Editorial
April 30, 2010
Do single-sex schools promote greater achievement?

30.APR.10

Educators, parents and indeed the general public are expected to pay keen attention to an experiment which will begin in Trinidad and Tobago from September 2010, which seeks to address underachievement among our children.{{more}}

For years, educators and social commentators have been lamenting what is considered marginalization of our young males. Now one of our Caribbean neighbours, in a bold move, is attempting to do something about it.

Come next academic year, Trinidad and Tobago will begin to convert 20 secondary schools to single-sex education, in what is being considered the most radical shake up of its education system in recent years. From September, the 20 selected schools will be phased to single-sex institutions over a period of five years. All new first-year intakes will be entirely male or female.

The project has evoked great interest and discussion across Trinidad and Tobago, and is also being viewed as a test case for the Commonwealth.

The project comes in response to international research which shows that boys and girls perform better when taught in single sex environments. There is also evidence that in co-ed environments boys tend to fall by the wayside far more frequently than girls. We are very familiar with this phenomenon here in St. Vincent and the Grenadines where our girls, as a group, have been consistently performing better than boys.

Dr Casmir Chanda, a teaching consultant from the Commonwealth Secretariat who has been advising the Trinidad and Tobago government on the initiative, said: “When boys are in their own classrooms, they perform better. They write better essays and have an interest in literature and arts subjects. In single-sex schools boys come out of their shells – they express themselves more confidently,” she continues. “When boys are 11 or 12, some of them are quite shy and timid… the girls run the show.”

However, the programme is not being implemented just for the benefit of boys. Research has shown that both sexes perform better when kept apart. It is said that girls develop their interest in science, and better leadership skills when taught apart from boys.

Yvonne Lewis, Chief Education Officer in Trinidad and Tobago, said that the initiative is intended to improve education standards for both boys and girls. “It will address the underperformance of students by removing the distraction of the opposite sex and ensure that learning takes centre stage,” she explained.

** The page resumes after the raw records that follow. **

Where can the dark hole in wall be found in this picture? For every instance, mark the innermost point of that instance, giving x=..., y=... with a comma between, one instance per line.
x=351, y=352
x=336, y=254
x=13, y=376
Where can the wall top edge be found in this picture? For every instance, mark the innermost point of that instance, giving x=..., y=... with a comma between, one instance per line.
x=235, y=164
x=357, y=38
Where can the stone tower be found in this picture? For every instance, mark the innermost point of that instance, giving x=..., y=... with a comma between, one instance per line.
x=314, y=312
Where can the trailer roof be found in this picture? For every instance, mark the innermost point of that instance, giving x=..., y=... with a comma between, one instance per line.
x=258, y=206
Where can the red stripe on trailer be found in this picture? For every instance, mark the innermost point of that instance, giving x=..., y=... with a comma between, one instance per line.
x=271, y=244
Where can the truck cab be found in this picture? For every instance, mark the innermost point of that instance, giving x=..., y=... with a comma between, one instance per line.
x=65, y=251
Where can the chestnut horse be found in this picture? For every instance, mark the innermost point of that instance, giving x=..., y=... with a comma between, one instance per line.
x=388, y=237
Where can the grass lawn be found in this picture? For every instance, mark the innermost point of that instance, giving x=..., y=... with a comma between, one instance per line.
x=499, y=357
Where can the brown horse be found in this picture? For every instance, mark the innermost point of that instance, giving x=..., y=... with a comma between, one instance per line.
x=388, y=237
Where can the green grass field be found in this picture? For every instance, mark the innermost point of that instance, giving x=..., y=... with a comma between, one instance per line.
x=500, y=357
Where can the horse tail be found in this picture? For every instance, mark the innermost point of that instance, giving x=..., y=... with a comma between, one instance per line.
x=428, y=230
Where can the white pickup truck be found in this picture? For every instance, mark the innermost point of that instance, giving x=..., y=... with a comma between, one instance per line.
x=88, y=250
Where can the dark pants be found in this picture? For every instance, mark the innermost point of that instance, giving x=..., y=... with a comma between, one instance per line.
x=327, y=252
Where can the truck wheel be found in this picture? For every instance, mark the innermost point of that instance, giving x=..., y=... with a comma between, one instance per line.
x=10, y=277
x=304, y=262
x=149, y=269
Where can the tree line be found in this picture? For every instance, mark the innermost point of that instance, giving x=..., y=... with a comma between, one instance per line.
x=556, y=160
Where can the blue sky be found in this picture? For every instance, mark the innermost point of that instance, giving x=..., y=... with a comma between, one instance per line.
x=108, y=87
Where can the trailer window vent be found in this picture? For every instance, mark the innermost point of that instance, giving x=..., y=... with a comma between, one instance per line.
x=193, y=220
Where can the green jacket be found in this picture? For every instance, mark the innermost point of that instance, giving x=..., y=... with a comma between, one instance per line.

The late Vincentian Educator Winfield Williams frequently made the point that the “chalk and talk” approach to education, popular in these parts, placed boys, whose learning styles favour a more interactive and spatial approach, at a distinct disadvantage. He advocated a single-sex educational environment in which curriculum and teaching styles could be more easily shaped to fit the needs of students.

This initiative is long overdue. Educators have long known that this is the way to go, but perhaps were constrained by cost considerations and a reluctance to admit that the switch to co-ed schools, which began about 40 to 50 years ago, was perhaps a mistake. The move to co-ed schools grew out of a concept that adolescent boys and girls needed to be schooled together because they had to be taught to live together in society. But what this notion overlooked is that boys an girls live and socialize together outside of schools in homes, churches and communities.

We applaud the Government of Trinidad and Tobago for taking this bold step. Let’s see what we can all learn from this.